Three days before the first round of voting for their next president, a line snakes around a block in South Kensington, one of the most expensive and iconic neighborhoods in the city that also happens to be the epicenter of the French community -- home to its consulate, a school and various bistros and cafes that cater to the 300,000 French expats living in the U.K.
Only 100,000 French citizens are registered to vote in the U.K. -- not enough to make a difference -- but after front-row seats to Brexit they’re eager to at least have a say in a galvanizing election that has had more twists than a film noir. Four presidential hopefuls are running neck and neck, and two of them want to pull France out of the European Union.
Under the billowing tricolor, Marie Lepage, 38, says she’s firmly against National Front’s Marine Le Pen but feels lukewarm about the alternatives, such as centrist Emmanuel Macron or Republican Francois Fillon. “I can understand why some people feel really angry and want the establishment thrown out and replaced by new blood, but there’s no new blood, and certainly not Le Pen” or Jean-Luc Melenchon, the Communist-backed candidate.
“I feel lost,” she said, adding that in the end, without particular enthusiasm, she may throw her lot in with Macron.

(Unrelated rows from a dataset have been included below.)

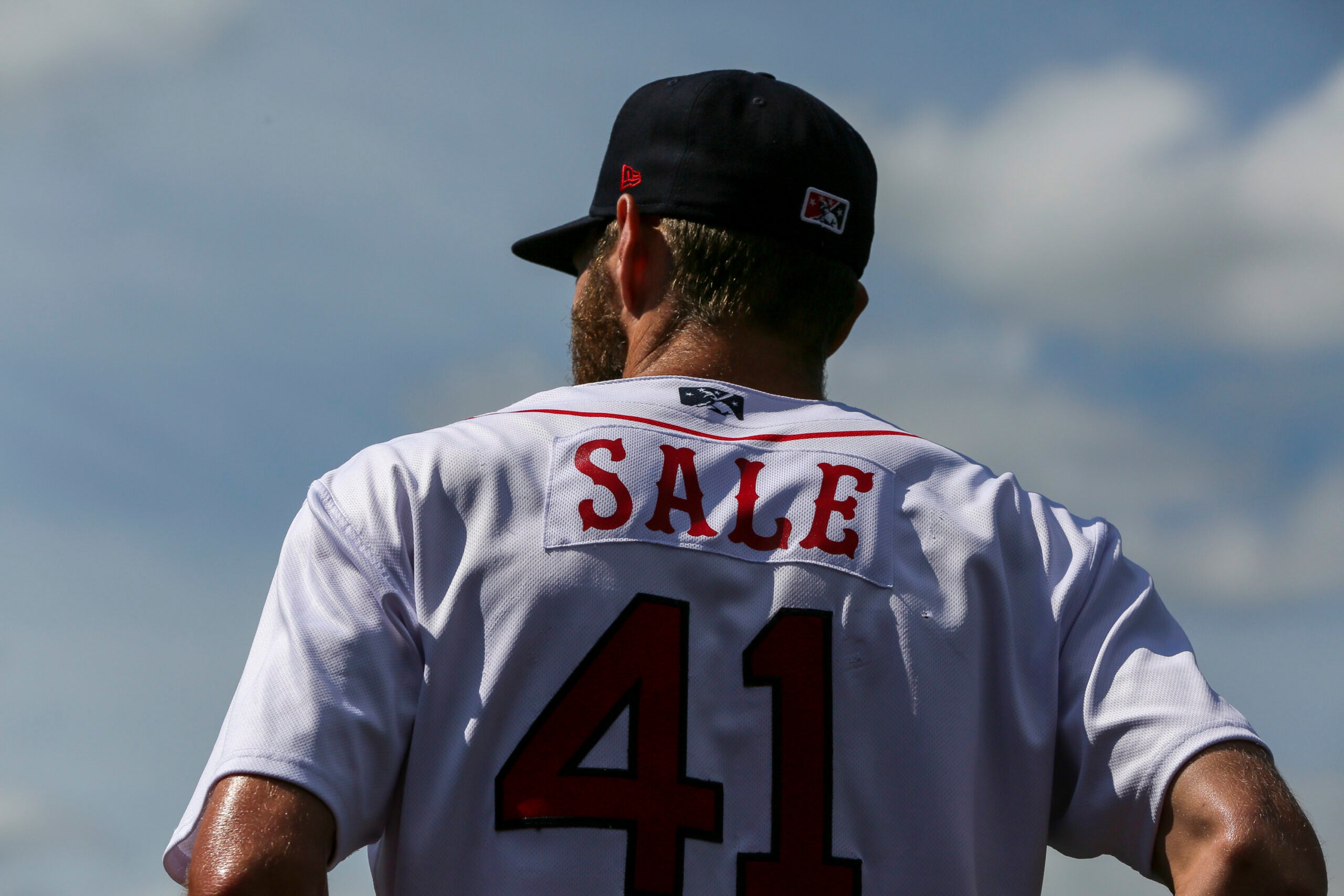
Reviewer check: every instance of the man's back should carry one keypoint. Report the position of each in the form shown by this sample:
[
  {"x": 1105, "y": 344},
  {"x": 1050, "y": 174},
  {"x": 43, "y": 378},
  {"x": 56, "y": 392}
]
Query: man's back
[{"x": 799, "y": 647}]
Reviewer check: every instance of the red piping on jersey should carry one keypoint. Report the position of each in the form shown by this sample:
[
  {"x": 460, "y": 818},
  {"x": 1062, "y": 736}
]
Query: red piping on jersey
[{"x": 764, "y": 437}]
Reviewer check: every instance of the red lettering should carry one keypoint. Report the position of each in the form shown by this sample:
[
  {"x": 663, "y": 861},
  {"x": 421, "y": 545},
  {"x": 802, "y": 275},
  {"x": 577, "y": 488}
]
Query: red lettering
[
  {"x": 608, "y": 480},
  {"x": 743, "y": 532},
  {"x": 683, "y": 461},
  {"x": 827, "y": 504}
]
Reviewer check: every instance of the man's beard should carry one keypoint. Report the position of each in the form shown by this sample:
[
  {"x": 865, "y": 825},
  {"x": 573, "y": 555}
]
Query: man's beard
[{"x": 597, "y": 342}]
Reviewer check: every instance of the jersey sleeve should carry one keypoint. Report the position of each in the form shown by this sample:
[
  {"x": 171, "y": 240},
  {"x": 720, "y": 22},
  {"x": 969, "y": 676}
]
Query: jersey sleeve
[
  {"x": 330, "y": 690},
  {"x": 1133, "y": 708}
]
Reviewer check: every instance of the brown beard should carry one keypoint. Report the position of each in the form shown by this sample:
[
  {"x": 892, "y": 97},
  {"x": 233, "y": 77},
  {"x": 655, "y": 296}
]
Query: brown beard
[{"x": 597, "y": 342}]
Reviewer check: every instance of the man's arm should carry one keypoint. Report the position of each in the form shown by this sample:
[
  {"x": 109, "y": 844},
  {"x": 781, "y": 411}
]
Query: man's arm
[
  {"x": 260, "y": 836},
  {"x": 1232, "y": 827}
]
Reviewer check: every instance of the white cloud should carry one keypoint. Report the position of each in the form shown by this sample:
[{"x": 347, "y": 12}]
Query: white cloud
[
  {"x": 45, "y": 38},
  {"x": 1186, "y": 511},
  {"x": 1113, "y": 199}
]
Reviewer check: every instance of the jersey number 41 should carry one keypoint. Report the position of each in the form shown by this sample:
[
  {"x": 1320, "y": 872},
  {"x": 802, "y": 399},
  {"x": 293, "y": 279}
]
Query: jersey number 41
[{"x": 640, "y": 666}]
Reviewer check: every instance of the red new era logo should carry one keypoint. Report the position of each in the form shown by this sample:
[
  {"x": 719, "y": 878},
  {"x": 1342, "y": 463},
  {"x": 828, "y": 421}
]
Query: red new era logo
[{"x": 826, "y": 210}]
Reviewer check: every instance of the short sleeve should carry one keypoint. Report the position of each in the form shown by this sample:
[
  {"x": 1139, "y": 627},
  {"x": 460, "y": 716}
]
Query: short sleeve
[
  {"x": 1133, "y": 708},
  {"x": 330, "y": 690}
]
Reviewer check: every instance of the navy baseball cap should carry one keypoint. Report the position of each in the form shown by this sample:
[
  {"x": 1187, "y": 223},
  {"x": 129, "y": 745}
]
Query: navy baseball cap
[{"x": 738, "y": 151}]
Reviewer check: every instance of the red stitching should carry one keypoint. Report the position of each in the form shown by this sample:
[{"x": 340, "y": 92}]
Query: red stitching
[{"x": 764, "y": 437}]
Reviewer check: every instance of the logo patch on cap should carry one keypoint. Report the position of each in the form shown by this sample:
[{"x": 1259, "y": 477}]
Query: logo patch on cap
[{"x": 824, "y": 210}]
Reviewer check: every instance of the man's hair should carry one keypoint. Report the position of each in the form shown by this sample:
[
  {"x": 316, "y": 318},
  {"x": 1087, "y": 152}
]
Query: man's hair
[{"x": 723, "y": 279}]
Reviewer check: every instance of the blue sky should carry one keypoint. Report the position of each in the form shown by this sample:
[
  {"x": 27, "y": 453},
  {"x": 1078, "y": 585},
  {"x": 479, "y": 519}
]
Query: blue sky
[{"x": 241, "y": 241}]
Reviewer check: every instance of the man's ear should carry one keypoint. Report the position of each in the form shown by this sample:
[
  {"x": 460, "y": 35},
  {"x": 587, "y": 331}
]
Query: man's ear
[
  {"x": 640, "y": 261},
  {"x": 860, "y": 301}
]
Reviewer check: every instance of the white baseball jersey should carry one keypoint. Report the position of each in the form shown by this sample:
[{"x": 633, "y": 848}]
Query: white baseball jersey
[{"x": 664, "y": 636}]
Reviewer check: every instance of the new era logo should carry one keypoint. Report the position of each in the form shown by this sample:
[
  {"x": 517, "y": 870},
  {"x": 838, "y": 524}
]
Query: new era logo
[
  {"x": 717, "y": 400},
  {"x": 824, "y": 210}
]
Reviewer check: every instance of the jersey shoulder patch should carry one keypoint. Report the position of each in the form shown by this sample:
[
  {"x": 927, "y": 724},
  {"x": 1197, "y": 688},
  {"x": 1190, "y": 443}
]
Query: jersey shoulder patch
[{"x": 741, "y": 500}]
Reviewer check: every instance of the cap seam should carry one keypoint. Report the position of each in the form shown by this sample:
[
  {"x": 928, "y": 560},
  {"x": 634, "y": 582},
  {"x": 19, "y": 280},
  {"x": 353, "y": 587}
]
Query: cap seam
[{"x": 690, "y": 141}]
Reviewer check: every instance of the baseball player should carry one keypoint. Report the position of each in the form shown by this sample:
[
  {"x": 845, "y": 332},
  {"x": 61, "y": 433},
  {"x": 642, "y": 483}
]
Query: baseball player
[{"x": 689, "y": 628}]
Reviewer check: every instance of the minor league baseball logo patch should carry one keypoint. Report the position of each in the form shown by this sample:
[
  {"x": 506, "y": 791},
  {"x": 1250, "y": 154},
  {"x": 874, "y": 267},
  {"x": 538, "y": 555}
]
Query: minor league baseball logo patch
[
  {"x": 824, "y": 210},
  {"x": 717, "y": 400}
]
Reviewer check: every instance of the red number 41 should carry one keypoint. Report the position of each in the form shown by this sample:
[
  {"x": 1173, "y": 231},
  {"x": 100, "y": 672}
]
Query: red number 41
[{"x": 640, "y": 664}]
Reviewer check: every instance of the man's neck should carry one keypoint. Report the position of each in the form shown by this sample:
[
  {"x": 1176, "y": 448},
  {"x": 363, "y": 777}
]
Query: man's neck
[{"x": 743, "y": 356}]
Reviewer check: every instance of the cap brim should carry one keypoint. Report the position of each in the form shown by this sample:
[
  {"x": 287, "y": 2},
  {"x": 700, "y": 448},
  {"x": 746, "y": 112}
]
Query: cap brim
[{"x": 555, "y": 248}]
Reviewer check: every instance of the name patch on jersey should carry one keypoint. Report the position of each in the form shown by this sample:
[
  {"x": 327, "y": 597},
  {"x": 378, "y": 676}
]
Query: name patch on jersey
[{"x": 760, "y": 504}]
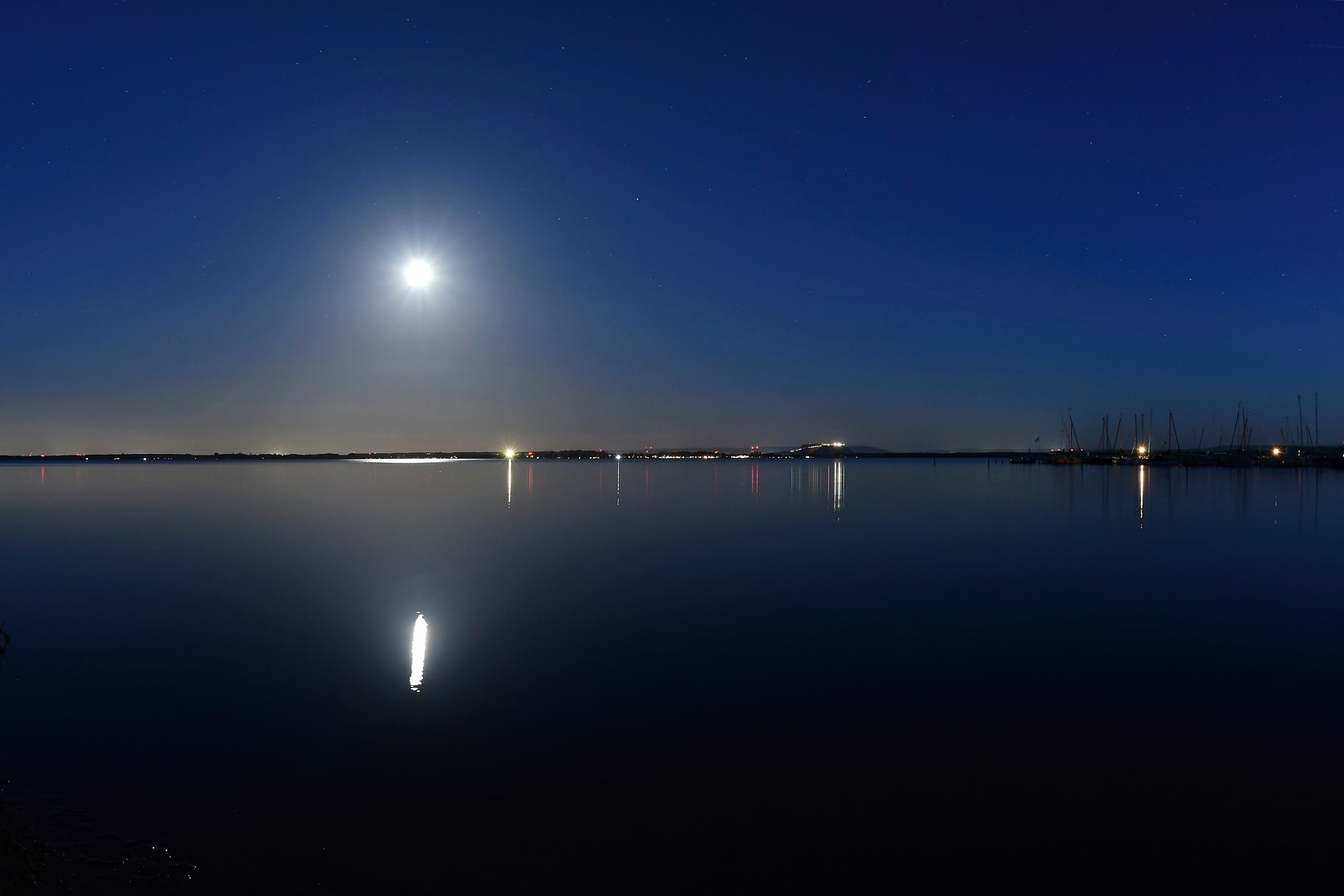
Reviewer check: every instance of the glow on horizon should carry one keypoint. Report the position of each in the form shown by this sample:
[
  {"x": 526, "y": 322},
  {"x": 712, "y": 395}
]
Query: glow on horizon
[{"x": 420, "y": 637}]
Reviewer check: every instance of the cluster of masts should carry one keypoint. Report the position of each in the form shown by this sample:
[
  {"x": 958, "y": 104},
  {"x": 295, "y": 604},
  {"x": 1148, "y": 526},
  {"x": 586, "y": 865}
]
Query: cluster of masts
[{"x": 1242, "y": 437}]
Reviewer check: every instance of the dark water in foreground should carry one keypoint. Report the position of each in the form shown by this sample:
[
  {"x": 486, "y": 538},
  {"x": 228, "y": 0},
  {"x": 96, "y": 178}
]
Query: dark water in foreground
[{"x": 721, "y": 674}]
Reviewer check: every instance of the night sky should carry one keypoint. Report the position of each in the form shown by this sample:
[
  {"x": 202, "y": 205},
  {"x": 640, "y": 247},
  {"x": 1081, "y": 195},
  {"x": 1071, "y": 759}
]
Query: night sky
[{"x": 914, "y": 226}]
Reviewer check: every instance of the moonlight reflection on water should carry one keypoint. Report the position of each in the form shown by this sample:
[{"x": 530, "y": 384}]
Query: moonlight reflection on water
[{"x": 418, "y": 637}]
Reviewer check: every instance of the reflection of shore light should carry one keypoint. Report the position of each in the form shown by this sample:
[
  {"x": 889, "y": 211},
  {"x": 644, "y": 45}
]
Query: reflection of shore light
[{"x": 418, "y": 638}]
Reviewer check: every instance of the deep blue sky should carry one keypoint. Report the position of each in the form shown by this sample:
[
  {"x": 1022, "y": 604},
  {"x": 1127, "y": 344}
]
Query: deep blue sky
[{"x": 901, "y": 225}]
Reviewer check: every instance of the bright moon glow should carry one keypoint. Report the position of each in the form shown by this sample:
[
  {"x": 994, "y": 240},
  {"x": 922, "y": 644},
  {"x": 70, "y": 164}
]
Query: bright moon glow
[
  {"x": 418, "y": 637},
  {"x": 418, "y": 275}
]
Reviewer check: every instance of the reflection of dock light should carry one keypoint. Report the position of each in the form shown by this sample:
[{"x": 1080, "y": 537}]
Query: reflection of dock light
[{"x": 418, "y": 638}]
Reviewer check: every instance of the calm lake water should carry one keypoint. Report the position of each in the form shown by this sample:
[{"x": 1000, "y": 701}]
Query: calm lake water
[{"x": 667, "y": 674}]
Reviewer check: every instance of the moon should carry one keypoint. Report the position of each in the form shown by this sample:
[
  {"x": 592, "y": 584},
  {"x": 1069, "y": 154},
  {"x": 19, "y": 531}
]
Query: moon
[{"x": 418, "y": 275}]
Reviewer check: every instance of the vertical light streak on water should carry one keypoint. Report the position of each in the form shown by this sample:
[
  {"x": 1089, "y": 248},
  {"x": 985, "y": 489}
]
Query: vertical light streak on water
[
  {"x": 1140, "y": 496},
  {"x": 420, "y": 635}
]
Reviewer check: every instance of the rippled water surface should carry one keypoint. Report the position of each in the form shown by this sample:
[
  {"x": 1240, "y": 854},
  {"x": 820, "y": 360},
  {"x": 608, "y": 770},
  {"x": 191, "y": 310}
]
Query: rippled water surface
[{"x": 379, "y": 677}]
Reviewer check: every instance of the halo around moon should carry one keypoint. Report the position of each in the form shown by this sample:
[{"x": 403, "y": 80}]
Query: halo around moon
[{"x": 418, "y": 275}]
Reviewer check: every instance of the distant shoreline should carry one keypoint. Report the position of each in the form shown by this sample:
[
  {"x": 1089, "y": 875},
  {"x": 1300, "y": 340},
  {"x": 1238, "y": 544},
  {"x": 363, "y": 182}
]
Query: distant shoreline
[{"x": 576, "y": 455}]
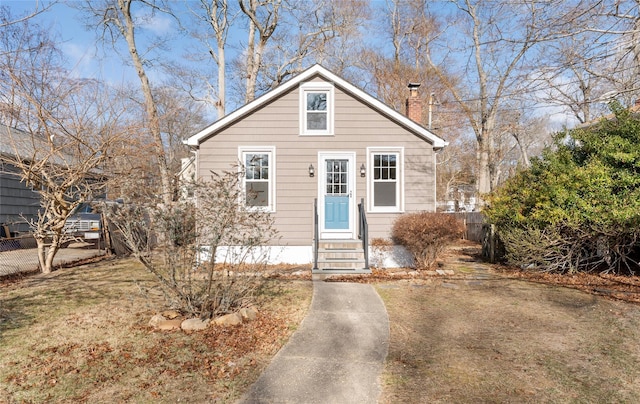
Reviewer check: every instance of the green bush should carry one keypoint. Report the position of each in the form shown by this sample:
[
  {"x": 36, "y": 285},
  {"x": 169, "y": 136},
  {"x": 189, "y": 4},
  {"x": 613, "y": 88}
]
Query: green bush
[
  {"x": 425, "y": 235},
  {"x": 578, "y": 207}
]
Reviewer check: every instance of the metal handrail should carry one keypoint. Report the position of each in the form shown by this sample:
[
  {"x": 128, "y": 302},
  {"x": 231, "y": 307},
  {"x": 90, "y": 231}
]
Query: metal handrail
[
  {"x": 316, "y": 234},
  {"x": 363, "y": 232}
]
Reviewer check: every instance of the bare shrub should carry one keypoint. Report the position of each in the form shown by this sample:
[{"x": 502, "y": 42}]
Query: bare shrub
[
  {"x": 563, "y": 249},
  {"x": 208, "y": 253},
  {"x": 425, "y": 235}
]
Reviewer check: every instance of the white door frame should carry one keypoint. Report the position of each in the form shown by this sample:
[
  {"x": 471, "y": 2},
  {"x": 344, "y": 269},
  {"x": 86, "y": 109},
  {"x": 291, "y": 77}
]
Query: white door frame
[{"x": 351, "y": 184}]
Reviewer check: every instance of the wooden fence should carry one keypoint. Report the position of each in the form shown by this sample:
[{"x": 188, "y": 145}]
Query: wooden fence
[{"x": 472, "y": 223}]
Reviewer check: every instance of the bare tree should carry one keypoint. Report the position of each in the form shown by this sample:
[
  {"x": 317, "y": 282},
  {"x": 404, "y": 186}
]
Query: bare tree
[
  {"x": 492, "y": 47},
  {"x": 119, "y": 23},
  {"x": 263, "y": 20},
  {"x": 63, "y": 133},
  {"x": 214, "y": 20}
]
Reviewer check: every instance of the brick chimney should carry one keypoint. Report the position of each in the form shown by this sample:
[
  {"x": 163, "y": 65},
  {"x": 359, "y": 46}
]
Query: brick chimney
[{"x": 414, "y": 103}]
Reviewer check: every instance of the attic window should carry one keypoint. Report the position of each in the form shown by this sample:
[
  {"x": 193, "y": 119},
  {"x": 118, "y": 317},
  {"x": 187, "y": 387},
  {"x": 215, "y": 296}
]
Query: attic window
[
  {"x": 316, "y": 109},
  {"x": 258, "y": 181}
]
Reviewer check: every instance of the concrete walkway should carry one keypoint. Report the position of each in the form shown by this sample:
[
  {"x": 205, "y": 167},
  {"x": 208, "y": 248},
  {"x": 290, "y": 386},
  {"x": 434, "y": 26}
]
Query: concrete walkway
[{"x": 337, "y": 354}]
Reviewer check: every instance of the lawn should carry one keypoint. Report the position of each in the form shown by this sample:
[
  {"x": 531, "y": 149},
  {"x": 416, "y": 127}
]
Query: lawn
[
  {"x": 81, "y": 335},
  {"x": 481, "y": 336}
]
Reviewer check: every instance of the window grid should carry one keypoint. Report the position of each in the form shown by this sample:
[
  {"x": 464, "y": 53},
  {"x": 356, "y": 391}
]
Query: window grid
[
  {"x": 337, "y": 177},
  {"x": 258, "y": 179}
]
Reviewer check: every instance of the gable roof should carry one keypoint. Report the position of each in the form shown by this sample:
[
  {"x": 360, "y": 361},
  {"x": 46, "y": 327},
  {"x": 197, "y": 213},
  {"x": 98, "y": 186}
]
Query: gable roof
[{"x": 318, "y": 70}]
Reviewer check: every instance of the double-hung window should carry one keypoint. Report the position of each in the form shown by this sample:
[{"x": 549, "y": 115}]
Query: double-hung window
[
  {"x": 316, "y": 109},
  {"x": 385, "y": 179},
  {"x": 259, "y": 172}
]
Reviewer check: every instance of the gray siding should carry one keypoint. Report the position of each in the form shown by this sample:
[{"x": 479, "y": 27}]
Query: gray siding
[
  {"x": 357, "y": 127},
  {"x": 17, "y": 201}
]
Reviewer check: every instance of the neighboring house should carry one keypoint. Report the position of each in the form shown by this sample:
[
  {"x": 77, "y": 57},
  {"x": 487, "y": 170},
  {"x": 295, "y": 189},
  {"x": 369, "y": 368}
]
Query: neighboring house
[
  {"x": 318, "y": 137},
  {"x": 19, "y": 203}
]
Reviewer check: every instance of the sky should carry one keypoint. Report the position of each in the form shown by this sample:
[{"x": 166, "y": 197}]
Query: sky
[
  {"x": 86, "y": 58},
  {"x": 89, "y": 60}
]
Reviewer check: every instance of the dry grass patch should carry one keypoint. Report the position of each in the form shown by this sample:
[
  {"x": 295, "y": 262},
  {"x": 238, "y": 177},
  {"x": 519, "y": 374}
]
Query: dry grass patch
[{"x": 81, "y": 335}]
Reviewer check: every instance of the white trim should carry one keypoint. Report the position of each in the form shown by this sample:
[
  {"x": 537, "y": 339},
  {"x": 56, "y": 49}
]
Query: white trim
[
  {"x": 271, "y": 150},
  {"x": 316, "y": 87},
  {"x": 322, "y": 175},
  {"x": 427, "y": 135},
  {"x": 399, "y": 208}
]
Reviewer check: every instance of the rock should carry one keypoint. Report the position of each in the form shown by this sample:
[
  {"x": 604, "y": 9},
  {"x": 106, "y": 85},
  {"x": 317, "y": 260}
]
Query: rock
[
  {"x": 229, "y": 319},
  {"x": 155, "y": 320},
  {"x": 248, "y": 313},
  {"x": 170, "y": 314},
  {"x": 168, "y": 325},
  {"x": 194, "y": 324}
]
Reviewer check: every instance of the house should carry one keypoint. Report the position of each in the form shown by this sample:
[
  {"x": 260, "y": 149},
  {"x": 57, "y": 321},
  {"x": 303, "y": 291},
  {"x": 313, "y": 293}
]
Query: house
[
  {"x": 334, "y": 166},
  {"x": 19, "y": 203}
]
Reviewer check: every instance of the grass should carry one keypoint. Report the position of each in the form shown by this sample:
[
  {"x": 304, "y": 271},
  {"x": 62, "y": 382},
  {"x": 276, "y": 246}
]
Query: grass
[
  {"x": 81, "y": 335},
  {"x": 504, "y": 340}
]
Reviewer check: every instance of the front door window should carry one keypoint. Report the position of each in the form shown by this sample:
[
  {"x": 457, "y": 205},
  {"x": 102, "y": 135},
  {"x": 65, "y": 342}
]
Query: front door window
[{"x": 337, "y": 192}]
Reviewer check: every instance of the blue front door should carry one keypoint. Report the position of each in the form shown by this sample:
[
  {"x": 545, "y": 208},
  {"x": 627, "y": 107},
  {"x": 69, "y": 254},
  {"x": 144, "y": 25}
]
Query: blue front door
[{"x": 337, "y": 195}]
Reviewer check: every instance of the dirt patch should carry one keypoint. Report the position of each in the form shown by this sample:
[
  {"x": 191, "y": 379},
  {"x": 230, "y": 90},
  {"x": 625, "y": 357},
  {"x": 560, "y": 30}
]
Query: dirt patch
[{"x": 482, "y": 336}]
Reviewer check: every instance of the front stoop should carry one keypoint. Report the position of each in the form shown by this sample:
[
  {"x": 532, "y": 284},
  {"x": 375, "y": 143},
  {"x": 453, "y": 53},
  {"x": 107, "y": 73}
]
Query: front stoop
[{"x": 341, "y": 257}]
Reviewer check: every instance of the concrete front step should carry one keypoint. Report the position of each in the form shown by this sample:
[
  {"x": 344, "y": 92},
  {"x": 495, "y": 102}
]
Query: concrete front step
[{"x": 341, "y": 256}]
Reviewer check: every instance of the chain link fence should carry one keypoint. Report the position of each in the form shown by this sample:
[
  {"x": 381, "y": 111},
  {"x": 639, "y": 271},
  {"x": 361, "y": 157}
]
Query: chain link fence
[{"x": 20, "y": 254}]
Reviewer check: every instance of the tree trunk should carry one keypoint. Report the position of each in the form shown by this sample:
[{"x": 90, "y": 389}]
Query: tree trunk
[
  {"x": 150, "y": 105},
  {"x": 484, "y": 172}
]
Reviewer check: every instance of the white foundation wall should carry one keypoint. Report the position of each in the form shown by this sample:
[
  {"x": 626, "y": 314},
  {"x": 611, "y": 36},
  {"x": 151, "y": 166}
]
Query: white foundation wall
[{"x": 396, "y": 257}]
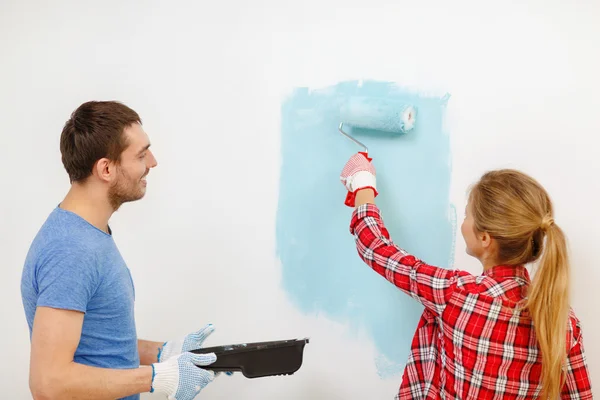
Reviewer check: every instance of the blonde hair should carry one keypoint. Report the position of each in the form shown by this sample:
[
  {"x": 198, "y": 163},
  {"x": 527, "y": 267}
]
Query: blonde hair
[{"x": 517, "y": 212}]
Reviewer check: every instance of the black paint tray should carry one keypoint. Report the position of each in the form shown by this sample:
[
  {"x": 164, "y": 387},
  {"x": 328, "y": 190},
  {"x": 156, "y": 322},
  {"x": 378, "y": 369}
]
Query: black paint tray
[{"x": 255, "y": 360}]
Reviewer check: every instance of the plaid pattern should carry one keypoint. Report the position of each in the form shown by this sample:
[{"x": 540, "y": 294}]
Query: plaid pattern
[{"x": 470, "y": 342}]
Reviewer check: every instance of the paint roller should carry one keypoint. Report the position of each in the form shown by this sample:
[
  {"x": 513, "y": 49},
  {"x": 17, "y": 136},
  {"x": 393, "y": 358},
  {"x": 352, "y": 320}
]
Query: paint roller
[{"x": 375, "y": 114}]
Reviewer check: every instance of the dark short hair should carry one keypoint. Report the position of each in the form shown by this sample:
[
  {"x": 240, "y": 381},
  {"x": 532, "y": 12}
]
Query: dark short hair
[{"x": 95, "y": 130}]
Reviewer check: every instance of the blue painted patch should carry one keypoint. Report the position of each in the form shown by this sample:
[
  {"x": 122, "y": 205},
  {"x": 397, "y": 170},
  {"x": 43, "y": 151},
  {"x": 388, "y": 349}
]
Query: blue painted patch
[{"x": 322, "y": 272}]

Lepage is part of the long queue to nominate someone else to vote in their stead on April 23.
Maude Metz, a 23-year-old Parisian, is also going with Macron because he’s “the only reasonable person left.” Running as an independent, Macron held a rally in London during a visit in November to see Prime Minister Theresa May. For many, it seems that a vote for him is more of a vote against the anti-immigration and anti-EU rhetoric of Le Pen.
“I think that a victory of Marine Le Pen is a real possibility, so I’m terrified,” said Metz via phone. “I think that in a sense she has won already, because she has imposed her views and her ideas on French politics.”
However, it would be a mistake to assume that most of the French living across the English channel are on the same wavelength. It was that kind of thinking that led pundits and pollsters to misjudge the mood and say Brexit wouldn’t happen or that Donald Trump could not win the U.S. election.
That is a lesson that some French voters have taken to heart.
Expect the Unexpected
“Brexit and Trump allowed people to believe that the victory was possible,” said Eleonore Heimsoeth, 25. She and Metz both study politics at the London School of Economics.
Take Jerome Challamel, 39. He married an English woman and has lived in the U.K. for the past decade. The 39-year-old currently resides in Maidenhead, May’s constituency, which voted to stay in the EU.
Asked about his preferred candidate, he smiled.
“It’s going to be very interesting,” he said. “In France you need someone to shake up the political class and political elite.”
If the fervor in this South Kensington block is any indication, turnout in the U.K. might well be much higher than the 35 percent recorded last time in 2012, when Francois Hollande beat Nicolas Sarkozy.
“Every vote will count,” said Aurelia Masson-Berghoff, 40. “Everyone should go and vote and have their voice heard.”
It is 4:30 p.m. on April 18, the day May surprised the country by calling a snap election. People are still queuing to sign up for proxy voting but the consulate guard apologizes and shuts the door.
Lepage is disappointed. She rushed from a school run to get this done. French authorities have forbidden electronic votes for fear of hacking so French citizens abroad have to either go to the ballot box in person or give power of attorney ahead of time.
“To be perfectly on time and to see the door shut in front of you is just typical French, not-working-one-minute-longer-than-what’s-on-my-contract type of behavior,” said the 38-year-old former marketer. “In the civil service, that’s how it is, and that has to change. So the candidates who say they want that to change? They have my vote.”